|GPS||N 33° 39.53′ W 115°43.37′|
|Season||Year round- best October-May|
|Terrain||Packed dirt, sandy in areas, some wash boards|
|Time||Approximately 2 hours|
Directions: From I-10, at Chiriaco Summit exit, 4 miles east of the Joshua Tree National Park Cottonwood entrance, go to the south side of the freeway and turn right/west along the paved frontage road marked Pinto Road. The General George S. Patton Memorial Museum is on the north side of the freeway. One mile down the frontage road you will see a sign on the left marked Red Canyon Trail. You will see signs making the trail along the way.
Site Location and Description: Red Canyon Trail is a fun, beautiful and easy to moderately trail that follows a crest route through the Orocopia Mountains Wilderness, above Red Canyon, then snakes down into and through Salt Creek Wash, eventually ending at the Bradshaw Trail.

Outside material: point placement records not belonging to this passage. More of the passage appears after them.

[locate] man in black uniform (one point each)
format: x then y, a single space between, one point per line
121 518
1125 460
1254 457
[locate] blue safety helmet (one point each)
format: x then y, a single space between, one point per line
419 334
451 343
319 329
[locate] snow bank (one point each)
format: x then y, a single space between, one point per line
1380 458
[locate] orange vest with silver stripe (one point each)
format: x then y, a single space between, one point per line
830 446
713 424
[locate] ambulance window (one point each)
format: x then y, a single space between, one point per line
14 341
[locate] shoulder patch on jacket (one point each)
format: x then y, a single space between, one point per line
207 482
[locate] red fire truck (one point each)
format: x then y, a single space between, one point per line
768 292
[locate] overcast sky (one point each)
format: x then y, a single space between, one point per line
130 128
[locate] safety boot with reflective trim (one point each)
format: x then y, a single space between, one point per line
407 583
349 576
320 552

It consists mostly of packed sand and dirt with some narrow crests and sharp inclines and declines that require care when cresting as some of the declines require abrupt direction changes. It is very much like riding a roller coaster in that it undulates frequently. There are a few deep gullies and washes to traverse as well and these can change in difficulty depending on the last storm.
The History Red Canyon Trail: Red Canyon Trail is situated in the area off of Chiriaco Summit at the foot of the Eagle Mountains. Chiriaco Summit is where the General George S. Patton Memorial Museum is located and is close to the original entrance of Camp Young, Patton’s Desert Training Center established in 1942. The museum gives visitors a glimpse into what it was like for the 1 million troops who trained in the harsh desert conditions in that area in preparation to fight the Nazis in the North African deserts. Camp Young and 10 other camps situated in CA, AZ, and NV sprawled out over 18,000 square miles. This group of training camps comprises the largest military and maneuver area in the world. The locations were chosen by Patton because of their harsh, isolated, environments and Patton believed they provided good replications of combat in North Africa. By 1944 the War Department declared all the camps and ranges surplus. In 1947, Camp Young was turned over to the Department of the Interior.